ATP, according-to-protocol; GMC, geometric mean concentration; N, number of participants with both pre- and post-vaccination results available; CI, confidence interval.

^a The two-sided 95% CI for the adjusted GMC ratio was obtained using an ANCOVA model on the logarithm-transformed concentrations including the vaccine group as fixed effect, gender, age and country groups as continuous effects, and the pre-vaccination log-transformed concentration as regressor.

Bolded values indicate lower limit of the two-sided 95% confidence interval ≥0.67 (i.e., criterion for non-inferiority of MMR-RIT over MMR II in terms of GMCs).

Table 3. Non-inferiority of MMR-RIT vaccine compared to MMR II in terms of anti-measles, anti-mumps and anti-rubella seroresponse rates at Day 42 (ATP cohort for immunogenicity).

	SRR (%)
Antibody (prespecified threshold)	MMR-RIT (N = 433)	MMR II (N = 436)	Difference in SRRs (MMR-RIT SRR – MMR II SRR) % (95% CI)
Anti-measles (≥200 mIU/mL)	98.8	99.1	-0.24 (-1.87, 1.32)
Anti-mumps (≥10 EU/mL)	98.4	99.5	-1.16 (-2.90, 0.23)
Anti-rubella (≥10 IU/mL)	99.5	99.8	-0.23 (-1.46, 0.86)

ATP, according-to-protocol; SRR, seroresponse rate: percentage of participants with concentration equal to or above the prespecified threshold indicated for each assay; N, number of participants with available results; CI, confidence interval.

^a The standardized asymptotic 95% confidence interval was obtained using the Miettinen and Nurminen method.

Bolded values indicate lower limit of the standardized asymptotic 95% confidence interval ≥-5% (i.e., criterion for non-inferiority of MMR-RIT over MMR II in terms of SRRs).

Figure 3. Percentage of participants who achieved a 4-fold or greater increase in anti-measles, anti-mumps, or anti-rubella virus antibody concentrations at Day 42 (ATP cohort for immunogenicity).

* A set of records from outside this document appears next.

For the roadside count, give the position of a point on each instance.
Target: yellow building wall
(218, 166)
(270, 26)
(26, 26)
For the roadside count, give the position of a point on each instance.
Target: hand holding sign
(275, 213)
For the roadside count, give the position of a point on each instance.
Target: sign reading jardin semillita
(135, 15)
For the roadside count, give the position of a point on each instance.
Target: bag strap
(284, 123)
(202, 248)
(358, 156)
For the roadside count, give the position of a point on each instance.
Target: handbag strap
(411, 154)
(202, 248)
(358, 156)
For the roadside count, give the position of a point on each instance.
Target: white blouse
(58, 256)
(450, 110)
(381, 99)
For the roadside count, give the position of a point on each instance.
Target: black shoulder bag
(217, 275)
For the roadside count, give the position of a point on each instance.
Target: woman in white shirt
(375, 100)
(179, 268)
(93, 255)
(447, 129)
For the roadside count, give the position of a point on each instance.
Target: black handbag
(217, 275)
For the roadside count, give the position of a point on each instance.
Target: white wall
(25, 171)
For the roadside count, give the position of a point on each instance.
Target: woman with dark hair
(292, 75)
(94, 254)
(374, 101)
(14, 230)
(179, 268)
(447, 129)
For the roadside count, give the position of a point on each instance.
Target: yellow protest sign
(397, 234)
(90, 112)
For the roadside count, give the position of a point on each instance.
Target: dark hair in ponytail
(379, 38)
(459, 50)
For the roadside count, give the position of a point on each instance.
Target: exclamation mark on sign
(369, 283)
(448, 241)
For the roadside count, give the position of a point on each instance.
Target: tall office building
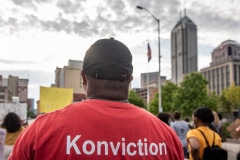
(70, 77)
(149, 85)
(13, 87)
(184, 58)
(224, 68)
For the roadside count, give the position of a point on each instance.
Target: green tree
(135, 99)
(191, 94)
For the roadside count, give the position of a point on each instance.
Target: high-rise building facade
(13, 87)
(149, 85)
(70, 77)
(224, 68)
(184, 56)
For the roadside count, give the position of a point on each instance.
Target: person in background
(202, 116)
(13, 125)
(186, 119)
(181, 128)
(105, 125)
(165, 117)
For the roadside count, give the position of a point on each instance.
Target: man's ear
(83, 74)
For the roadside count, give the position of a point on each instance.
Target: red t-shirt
(98, 129)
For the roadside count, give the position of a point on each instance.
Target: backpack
(213, 152)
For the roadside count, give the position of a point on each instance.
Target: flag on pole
(149, 54)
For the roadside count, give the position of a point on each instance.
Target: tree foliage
(192, 93)
(186, 97)
(135, 99)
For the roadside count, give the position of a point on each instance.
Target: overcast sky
(36, 36)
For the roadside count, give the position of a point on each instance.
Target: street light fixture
(159, 57)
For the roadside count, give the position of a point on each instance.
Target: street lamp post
(159, 57)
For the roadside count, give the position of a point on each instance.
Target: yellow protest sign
(53, 98)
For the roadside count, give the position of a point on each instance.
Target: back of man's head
(108, 59)
(108, 68)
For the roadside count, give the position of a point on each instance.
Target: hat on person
(108, 59)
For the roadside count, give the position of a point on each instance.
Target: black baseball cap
(108, 59)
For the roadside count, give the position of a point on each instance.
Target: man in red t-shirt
(105, 126)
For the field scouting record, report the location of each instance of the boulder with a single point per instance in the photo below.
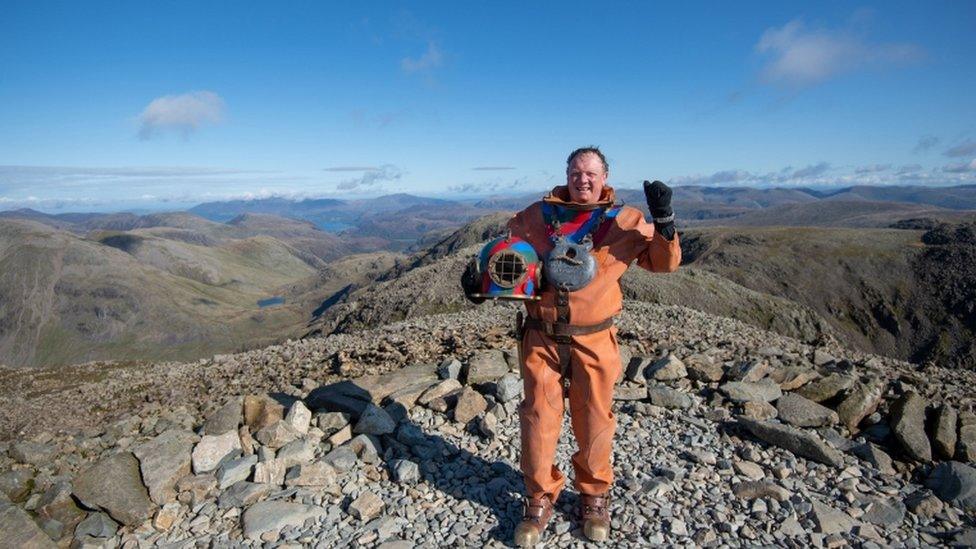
(18, 530)
(163, 461)
(299, 417)
(277, 434)
(211, 451)
(862, 400)
(114, 485)
(742, 391)
(801, 412)
(470, 404)
(272, 516)
(374, 421)
(666, 397)
(907, 422)
(944, 431)
(801, 443)
(704, 368)
(366, 507)
(955, 483)
(261, 411)
(508, 387)
(826, 388)
(669, 368)
(226, 418)
(317, 473)
(485, 366)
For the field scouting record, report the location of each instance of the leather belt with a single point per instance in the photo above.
(560, 329)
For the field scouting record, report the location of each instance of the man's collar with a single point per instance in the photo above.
(559, 196)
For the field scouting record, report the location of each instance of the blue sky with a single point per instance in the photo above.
(163, 104)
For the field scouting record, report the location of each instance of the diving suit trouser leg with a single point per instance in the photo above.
(596, 366)
(541, 415)
(595, 363)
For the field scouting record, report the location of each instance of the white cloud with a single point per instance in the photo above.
(799, 57)
(430, 60)
(967, 148)
(183, 113)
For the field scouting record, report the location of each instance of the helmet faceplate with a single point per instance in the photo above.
(510, 269)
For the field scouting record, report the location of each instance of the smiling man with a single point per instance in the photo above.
(568, 341)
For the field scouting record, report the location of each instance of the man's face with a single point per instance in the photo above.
(585, 178)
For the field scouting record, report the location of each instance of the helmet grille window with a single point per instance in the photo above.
(506, 268)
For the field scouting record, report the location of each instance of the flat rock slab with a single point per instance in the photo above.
(18, 530)
(163, 461)
(269, 516)
(802, 412)
(743, 391)
(211, 451)
(114, 484)
(799, 442)
(226, 418)
(826, 388)
(907, 422)
(955, 483)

Footnote: N, number of participants with both pre- and post-vaccination available results; ATP, according-to-protocol.

For participants with a seronegative status at pre-vaccination, a 4-fold rise in antibody concentration is defined as 4 times the cut-off level of the assay. Cut-off levels for anti-measles, anti-mumps and anti-rubella virus antibody concentrations are 150 mIU/mL, 5 EU/mL and 4 IU/mL, respectively. The error bars represent the upper and lower limits of the two-sided 95% confidence intervals obtained using the Clopper Pearson method.

Figure 4. Incidence of solicited injection site (Day 0–3) and general adverse events (Day 0–42) (total vaccinated cohort). Footnote: N, number of participants with the documented dose with local symptoms sheets completed *Except for pain, redness, and swelling, for which MMR-RIT (N = 433). Fever: temperature ≥38°C. Grade 3 was defined as: limb was painful at rest, which prevented normal everyday activities (pain); diameter >50 mm (redness and swelling); temperature >39.5°C (fever); adverse event preventing normal, everyday activities (joint pain, rash/exanthem, meningism/seizure); swelling with accompanying general symptoms (parotid/salivary gland swelling). The error bars represent the upper and lower limits of the two-sided 95% confidence intervals obtained using the Clopper Pearson method.

Table 4. Percentage of participants with unsolicited adverse events (Day 0–42) and serious adverse events (Day 0–180) (total vaccinated cohort).

	MMR-RIT (N = 454)		MMR II (N = 457)
	n	% (95% CI)	n	% (95% CI)
Unsolicited AEs (≥1 AE)	95	20.9 (17.3, 25.0)	82	17.9 (14.5, 21.8)
Grade 3 (≥1 AE)	7	1.5 (0.6, 3.2)	5	1.1 (0.4, 2.5)
Related (≥1 AE)	12	2.6 (1.4, 4.6)	15	3.3 (1.8, 5.4)
SAEs (any, ≥1 SAE)	3	0.7 (0.1, 1.9)	7	1.5 (0.6, 3.1)

AE, adverse event; SAE, serious adverse event; N, number of participants with the administered dose; n/%, number/percentage of participants reporting a symptom at least once; CI, two-sided 95% confidence interval obtained using the Clopper Pearson method.

^a AEs of grade 3 intensity were those preventing normal, everyday activities.

^b Related AEs were considered by the investigator to be related or possibly related to the study vaccine.

Figure 5. Study design. Footnote: AEs, adverse events; SAEs, serious adverse events.